According to David Woo, head of global rates and currencies strategy at Bank of America Merrill Lynch, “with the euro area running a current account surplus, a precondition for a lower euro is increased purchases of foreign securities by European investors. So far this year, European investors have been happy to stay close to home—European fixed income assets have done very well this year, especially on a volatility-adjusted basis.”
At the same time, “the consensus remains that a significant selloff in U.S. Treasurys has yet to come.”
“By doing whatever it takes to support the euro zone, the ECB takes the tail risk out of the equation,” said Rosenberg, referring to a potential euro zone collapse and breakup.
“That strengthens the euro.
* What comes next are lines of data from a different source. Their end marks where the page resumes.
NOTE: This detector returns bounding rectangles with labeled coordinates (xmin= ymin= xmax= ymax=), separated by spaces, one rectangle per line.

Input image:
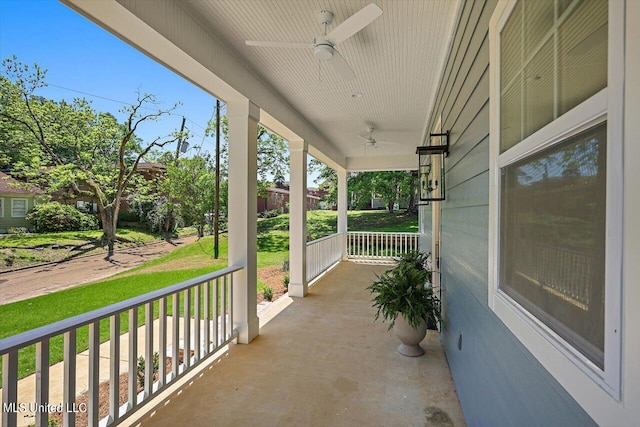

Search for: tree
xmin=0 ymin=56 xmax=180 ymax=256
xmin=164 ymin=156 xmax=215 ymax=237
xmin=309 ymin=159 xmax=338 ymax=206
xmin=206 ymin=115 xmax=289 ymax=196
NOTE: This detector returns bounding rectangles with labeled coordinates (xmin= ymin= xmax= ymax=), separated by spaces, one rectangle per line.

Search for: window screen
xmin=500 ymin=122 xmax=607 ymax=368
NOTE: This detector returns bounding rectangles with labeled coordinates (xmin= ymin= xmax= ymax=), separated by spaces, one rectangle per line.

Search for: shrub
xmin=262 ymin=286 xmax=273 ymax=301
xmin=137 ymin=351 xmax=160 ymax=387
xmin=9 ymin=227 xmax=29 ymax=236
xmin=26 ymin=202 xmax=98 ymax=233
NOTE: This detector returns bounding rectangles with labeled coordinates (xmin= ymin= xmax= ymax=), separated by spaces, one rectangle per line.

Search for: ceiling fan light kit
xmin=245 ymin=3 xmax=382 ymax=81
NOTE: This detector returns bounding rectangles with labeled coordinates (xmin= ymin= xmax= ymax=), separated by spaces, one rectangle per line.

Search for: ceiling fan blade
xmin=326 ymin=3 xmax=382 ymax=44
xmin=329 ymin=49 xmax=356 ymax=81
xmin=245 ymin=40 xmax=313 ymax=49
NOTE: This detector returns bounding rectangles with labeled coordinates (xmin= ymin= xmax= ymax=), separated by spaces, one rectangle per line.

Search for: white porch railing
xmin=307 ymin=233 xmax=344 ymax=281
xmin=347 ymin=231 xmax=420 ymax=260
xmin=0 ymin=267 xmax=242 ymax=427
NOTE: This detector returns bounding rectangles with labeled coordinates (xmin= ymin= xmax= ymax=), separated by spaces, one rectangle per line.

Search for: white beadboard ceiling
xmin=181 ymin=0 xmax=459 ymax=157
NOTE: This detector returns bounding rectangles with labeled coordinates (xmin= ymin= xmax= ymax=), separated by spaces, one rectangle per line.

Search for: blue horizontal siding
xmin=421 ymin=0 xmax=595 ymax=426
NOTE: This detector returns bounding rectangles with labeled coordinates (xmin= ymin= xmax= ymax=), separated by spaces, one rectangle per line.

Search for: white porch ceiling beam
xmin=347 ymin=154 xmax=418 ymax=172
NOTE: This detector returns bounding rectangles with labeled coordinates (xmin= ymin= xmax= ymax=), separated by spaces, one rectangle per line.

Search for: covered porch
xmin=142 ymin=261 xmax=465 ymax=426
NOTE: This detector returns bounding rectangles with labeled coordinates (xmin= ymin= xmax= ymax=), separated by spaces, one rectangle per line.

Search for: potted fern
xmin=367 ymin=252 xmax=441 ymax=357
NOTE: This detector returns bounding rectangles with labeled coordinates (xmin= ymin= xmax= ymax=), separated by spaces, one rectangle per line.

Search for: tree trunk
xmin=102 ymin=206 xmax=117 ymax=258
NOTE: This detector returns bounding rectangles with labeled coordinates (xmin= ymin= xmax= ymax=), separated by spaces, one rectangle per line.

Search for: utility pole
xmin=213 ymin=99 xmax=220 ymax=259
xmin=174 ymin=117 xmax=187 ymax=166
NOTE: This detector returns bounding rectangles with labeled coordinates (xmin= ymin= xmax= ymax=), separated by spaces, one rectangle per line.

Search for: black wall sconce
xmin=416 ymin=131 xmax=449 ymax=202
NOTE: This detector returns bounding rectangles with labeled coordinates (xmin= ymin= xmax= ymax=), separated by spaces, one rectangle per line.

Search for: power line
xmin=47 ymin=83 xmax=213 ymax=134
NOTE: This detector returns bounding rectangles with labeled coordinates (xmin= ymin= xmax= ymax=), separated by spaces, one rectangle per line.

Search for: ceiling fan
xmin=357 ymin=126 xmax=397 ymax=148
xmin=245 ymin=3 xmax=382 ymax=81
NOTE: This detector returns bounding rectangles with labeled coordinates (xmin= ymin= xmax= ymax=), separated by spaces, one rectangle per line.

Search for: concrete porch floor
xmin=142 ymin=262 xmax=465 ymax=426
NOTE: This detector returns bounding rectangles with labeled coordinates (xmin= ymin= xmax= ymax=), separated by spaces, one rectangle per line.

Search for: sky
xmin=0 ymin=0 xmax=216 ymax=157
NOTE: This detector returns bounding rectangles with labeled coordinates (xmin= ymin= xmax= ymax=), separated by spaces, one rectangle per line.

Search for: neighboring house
xmin=52 ymin=162 xmax=167 ymax=219
xmin=258 ymin=188 xmax=321 ymax=214
xmin=0 ymin=172 xmax=44 ymax=233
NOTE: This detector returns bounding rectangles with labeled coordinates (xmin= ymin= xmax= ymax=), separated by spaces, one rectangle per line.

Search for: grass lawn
xmin=0 ymin=211 xmax=417 ymax=378
xmin=0 ymin=228 xmax=168 ymax=271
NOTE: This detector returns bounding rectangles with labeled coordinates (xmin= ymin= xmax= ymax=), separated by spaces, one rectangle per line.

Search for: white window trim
xmin=11 ymin=198 xmax=29 ymax=218
xmin=488 ymin=0 xmax=625 ymax=414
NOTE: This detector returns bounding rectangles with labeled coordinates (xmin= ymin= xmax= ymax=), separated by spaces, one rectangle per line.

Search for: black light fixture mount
xmin=416 ymin=131 xmax=449 ymax=202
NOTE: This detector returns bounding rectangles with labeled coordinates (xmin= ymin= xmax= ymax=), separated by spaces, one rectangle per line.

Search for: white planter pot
xmin=393 ymin=314 xmax=427 ymax=357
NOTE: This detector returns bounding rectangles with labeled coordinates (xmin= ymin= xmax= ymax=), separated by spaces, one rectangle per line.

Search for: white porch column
xmin=336 ymin=169 xmax=349 ymax=259
xmin=289 ymin=140 xmax=308 ymax=297
xmin=227 ymin=99 xmax=260 ymax=344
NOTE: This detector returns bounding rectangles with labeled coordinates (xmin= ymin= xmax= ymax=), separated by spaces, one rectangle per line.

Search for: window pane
xmin=558 ymin=0 xmax=609 ymax=114
xmin=500 ymin=3 xmax=522 ymax=91
xmin=500 ymin=123 xmax=606 ymax=368
xmin=500 ymin=75 xmax=522 ymax=153
xmin=522 ymin=39 xmax=554 ymax=139
xmin=524 ymin=0 xmax=554 ymax=54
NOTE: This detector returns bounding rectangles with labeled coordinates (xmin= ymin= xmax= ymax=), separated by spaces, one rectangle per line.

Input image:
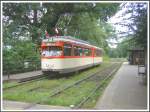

And that impact offsets the interest rate policies that may lead to a weaker euro. … In this line of thinking, currencies are not an asset class by themselves. Rather they are a means to owning an asset class, whether it be stocks, bonds, real assets, etc.”
The next path for the euro could be determined by whether the voracious demand holds up for European stocks and bonds.
And watch whether U.S. Treasury yields stay historically low or start to creep higher on rising inflation expectations, higher interest rates or a better economy.
There’s also the third factor to keep in mind—big money loves the euro.
“Reserve diversification into euros is strong. For each U.S. dollar of diversification our analysis of 87 reserve managers shows 67 percent bought euros versus the dollar,” said Sebastien Galy, senior currency strategist at Societe Generale.
In Societe Generale’s survey published this month, 11 percent of those dollars went to buying yen, 5.4 percent Australia’s dollar and smaller amounts of British pounds and Chinese yuan.
Beyond the daily swings in European stocks and bonds, and shifting expectations for interest rates, inflation and economic growth, there is a fundamental bid and growing trust in the euro.